Ich erfasste blitzschnell ihre Hand und verdrehte ihr den Arm, worauf sie wimmernd vor mir stand.

»Aua! Lass los! Das tut echt weh!«, jammerte sie.

»So! Wer hat denn hier nun eine große Klappe?«, fragte ich sie und verpasste ihr einen kräftigen Schubs, worauf das Mädchen Bekanntschaft mit dem Boden machte, wobei sie sich beim Abfangen auch noch ungeschickt die Hand verstauchte.

»Aua! Das war voll gemein!«, rief sie und begann zu heulen.

»Na warte, das hast du nicht umsonst getan!«, rief ein anderes Mädchen und schlug nach mir.

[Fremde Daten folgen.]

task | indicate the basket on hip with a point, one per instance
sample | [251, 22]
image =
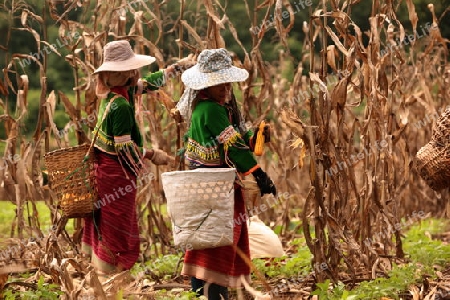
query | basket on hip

Ich wich dem Schlag aus, drehte mich rasch um und rammte ihr meinen Ellbogen in den Magen, worauf das Mädchen zusammenklappte wie ein Taschenmesser und auf die Knie fiel, während sie sich mit schmerzverzerrtem Gesicht den Bauch hielt. Als das dritte Mädchen auf mich losgehen wollte, schleuderte Jana ihr die Schultasche mit voller Wucht an den Kopf. Das Mädchen strauchelte und fiel zu Boden, wo sie benommen liegen blieb und mehrmals den Kopf schüttelte. Ich half Jana beim Aufstehen. »Alles in Ordnung?«, fragte ich besorgt.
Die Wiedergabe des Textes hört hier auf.